Grazie per aver dato voce a queste mie righe e la mano a questo piccolo lavoro che adesso, finalmente, può iniziare a camminare da solo nel mondo.
 
 
[...]
Gli strumenti che Silvia Gelosi si è costruita per dare forma al suo abitare le parole
sono ... elementari. Però non ingenui. Mostrano un lavoro che trasforma eventi e vicende taciute in accadimenti del sentire, in disorientamenti della percezione e segni di un’astra- zione che rende riconoscibile, però, il perimetro di una carcerazione dell’io, con il suo buio e le sue ombre, ma anche con i fasci di luce e le lame luminose che lo attraversano. Da un lato c’è la vita che ogni giorno presenta il conto dell’insofferenza, della fatica, della perdita di quel sé che si sarebbe voluti essere e che ancora si vorrebbe; ma, d’altro lato, quello che ancora si vorrebbe, al cospetto del presente, dovrebbe essere altro, dirsi altrimenti.
[...]
Da
Volersi vivi e veri, nonostante di Gian Mario Villalta
 
Da DISSOCIAZIONE ELEMENTARE
 
[Non esiste quello che tenevi tra le mani, inciampi anche tu come l’estate un canto di cicale come di parole, una sequenza – poi – quello che tradisce ogni ricordo in lontananza.]
*
Sono solo appunti di guerra questi, un quaderno che non finisce e mescola il tempo in lettere sovraesposte. A volte la fine stringe meno la gola lascia andare – lascia svanire – resta addosso –
e come loro, io, straniera ma senza dottrina alcuna una vista, lo sguardo teso alle cose e l’innocenza dell’errore, ciò che non sarebbe dovuto nascere
o esistere, adesso, pesa più di tremila e settecento giorni.
 
 [Mi consegno al silenzio smisurato che spalanca le ore io piena di parole che si strozzano in un guscio inghiottito dagli sguardi sfilo ad uno ad uno i sospiri per non sprofondare dentro la fenditura che muta inganna il taglio profondo della terra.]
*
Prendi a pugni il limite e ti rimbalza
addosso il verso smisurato del silenzio.
Si stringe al petto una forza oscura verticale mentre penso, non mi appoggio più sulla soglia ormai. Dal vetro chiuso custodisco storie morte ringrazio distrattamente questo tempo regalato, svuotato giorno dopo giorno dalla ferocia
che gocciola paziente. Scendo in basso senza corda il lancio dal trapezio è senza rete, tengo
gli occhi chiusi come per pregare, per sperare
di salvarmi ogni volta, o comunque
un’altra volta ancora.
 
 [Lo vedi? Il verso, da solo, è più semplice. È la verità che interpreta la parte chiara, quella troppo esposta. Meglio la scheggia, forse il dolore continuo sottopelle,
quello che non guarisce quello che non si chiude mai del tutto.
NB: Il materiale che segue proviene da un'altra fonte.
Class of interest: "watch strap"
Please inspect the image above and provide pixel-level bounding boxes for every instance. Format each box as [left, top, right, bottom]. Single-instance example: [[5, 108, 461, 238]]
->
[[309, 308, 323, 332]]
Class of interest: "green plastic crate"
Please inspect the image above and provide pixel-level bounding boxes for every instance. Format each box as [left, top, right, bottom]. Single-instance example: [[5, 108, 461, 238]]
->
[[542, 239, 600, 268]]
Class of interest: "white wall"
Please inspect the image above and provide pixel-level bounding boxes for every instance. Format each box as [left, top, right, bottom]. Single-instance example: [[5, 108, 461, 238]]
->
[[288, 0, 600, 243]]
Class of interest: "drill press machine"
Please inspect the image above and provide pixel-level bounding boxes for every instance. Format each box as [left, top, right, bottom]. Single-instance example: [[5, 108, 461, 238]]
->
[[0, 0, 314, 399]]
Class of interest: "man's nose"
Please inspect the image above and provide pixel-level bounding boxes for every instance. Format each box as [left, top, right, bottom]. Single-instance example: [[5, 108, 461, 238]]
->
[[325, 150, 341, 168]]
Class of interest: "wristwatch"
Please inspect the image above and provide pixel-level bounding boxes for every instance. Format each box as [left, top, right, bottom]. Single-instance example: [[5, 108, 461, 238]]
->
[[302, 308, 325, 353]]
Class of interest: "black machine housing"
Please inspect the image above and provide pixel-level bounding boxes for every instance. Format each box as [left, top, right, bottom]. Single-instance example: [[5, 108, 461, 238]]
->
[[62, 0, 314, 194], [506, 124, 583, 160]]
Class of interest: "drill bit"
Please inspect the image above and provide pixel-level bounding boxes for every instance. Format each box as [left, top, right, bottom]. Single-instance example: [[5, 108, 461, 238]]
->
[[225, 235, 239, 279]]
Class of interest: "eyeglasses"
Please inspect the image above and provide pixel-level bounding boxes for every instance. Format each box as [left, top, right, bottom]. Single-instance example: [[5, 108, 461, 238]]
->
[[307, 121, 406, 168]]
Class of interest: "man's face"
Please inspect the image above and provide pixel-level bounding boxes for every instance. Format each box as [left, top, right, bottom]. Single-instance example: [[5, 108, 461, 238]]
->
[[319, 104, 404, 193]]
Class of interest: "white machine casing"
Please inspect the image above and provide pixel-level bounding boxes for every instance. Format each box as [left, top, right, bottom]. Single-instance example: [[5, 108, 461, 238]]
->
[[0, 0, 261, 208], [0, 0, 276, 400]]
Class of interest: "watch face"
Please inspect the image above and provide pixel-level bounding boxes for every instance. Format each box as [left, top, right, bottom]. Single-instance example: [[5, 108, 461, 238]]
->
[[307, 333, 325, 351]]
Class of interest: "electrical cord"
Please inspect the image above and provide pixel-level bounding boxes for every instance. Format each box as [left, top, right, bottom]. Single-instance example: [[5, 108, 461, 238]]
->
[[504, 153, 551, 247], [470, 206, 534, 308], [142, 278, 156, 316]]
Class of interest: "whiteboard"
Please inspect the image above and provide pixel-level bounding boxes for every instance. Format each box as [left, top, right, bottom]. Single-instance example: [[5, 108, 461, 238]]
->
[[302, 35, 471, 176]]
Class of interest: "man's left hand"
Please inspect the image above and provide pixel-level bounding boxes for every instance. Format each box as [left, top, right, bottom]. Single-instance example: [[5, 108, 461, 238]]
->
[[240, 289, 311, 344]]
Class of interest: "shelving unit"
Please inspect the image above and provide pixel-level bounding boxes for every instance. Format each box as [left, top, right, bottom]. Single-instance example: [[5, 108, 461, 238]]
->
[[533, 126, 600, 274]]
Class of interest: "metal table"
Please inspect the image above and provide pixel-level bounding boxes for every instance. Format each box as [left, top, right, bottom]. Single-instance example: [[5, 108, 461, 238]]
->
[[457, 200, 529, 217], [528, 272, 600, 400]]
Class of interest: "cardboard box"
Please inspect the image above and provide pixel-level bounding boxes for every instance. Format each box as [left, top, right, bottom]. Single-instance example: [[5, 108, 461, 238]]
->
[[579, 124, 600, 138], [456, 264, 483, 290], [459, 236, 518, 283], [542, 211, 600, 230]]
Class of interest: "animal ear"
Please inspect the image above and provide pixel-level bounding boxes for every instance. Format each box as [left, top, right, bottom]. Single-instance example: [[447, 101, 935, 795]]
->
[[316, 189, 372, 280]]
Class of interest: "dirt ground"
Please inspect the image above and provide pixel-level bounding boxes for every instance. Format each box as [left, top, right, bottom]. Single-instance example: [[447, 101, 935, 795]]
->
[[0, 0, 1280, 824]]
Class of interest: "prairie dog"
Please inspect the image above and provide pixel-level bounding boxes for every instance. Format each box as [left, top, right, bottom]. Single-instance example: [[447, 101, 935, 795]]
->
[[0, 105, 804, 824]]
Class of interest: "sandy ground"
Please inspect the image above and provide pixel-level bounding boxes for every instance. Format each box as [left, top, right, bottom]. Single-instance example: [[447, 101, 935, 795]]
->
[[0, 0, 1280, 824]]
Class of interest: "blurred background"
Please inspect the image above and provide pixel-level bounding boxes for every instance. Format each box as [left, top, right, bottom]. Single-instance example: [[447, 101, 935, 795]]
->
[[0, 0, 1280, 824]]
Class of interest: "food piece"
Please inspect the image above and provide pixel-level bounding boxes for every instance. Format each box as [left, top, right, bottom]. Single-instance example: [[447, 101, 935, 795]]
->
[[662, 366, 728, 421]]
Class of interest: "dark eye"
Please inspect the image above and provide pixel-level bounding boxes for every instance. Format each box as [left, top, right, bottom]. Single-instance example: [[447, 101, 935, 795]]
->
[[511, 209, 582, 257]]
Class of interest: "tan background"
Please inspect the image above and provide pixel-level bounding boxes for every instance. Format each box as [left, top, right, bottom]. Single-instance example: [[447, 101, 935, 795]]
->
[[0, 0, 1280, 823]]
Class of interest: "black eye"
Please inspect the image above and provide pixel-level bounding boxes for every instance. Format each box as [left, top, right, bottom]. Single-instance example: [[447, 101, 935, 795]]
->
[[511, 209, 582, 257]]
Farò ciò che dici comunque perché sono il ponte rotto dopo la salita la parola scritta male che non trova il modo giusto per restare.]
*
Questo modo di guardare gli alberi forse
me lo hai insegnato tu, qui la buriana
non esiste, qui non c’è niente che mi tenga. L’aria strappa via le foglie rosse ancora vive arriva per tagliare per sparpagliare cose rotte e si diventa un mucchio di cose sfatte. D’inverno la montagna è più grande
mi sovrasta tutta quanta, il cielo mi scurisce e lo sguardo è sempre lì, davanti al muro bianco che mi rimanda indietro.
È un elastico il confine, un rimbalzo secco tra le case scure e i giardini vuoti.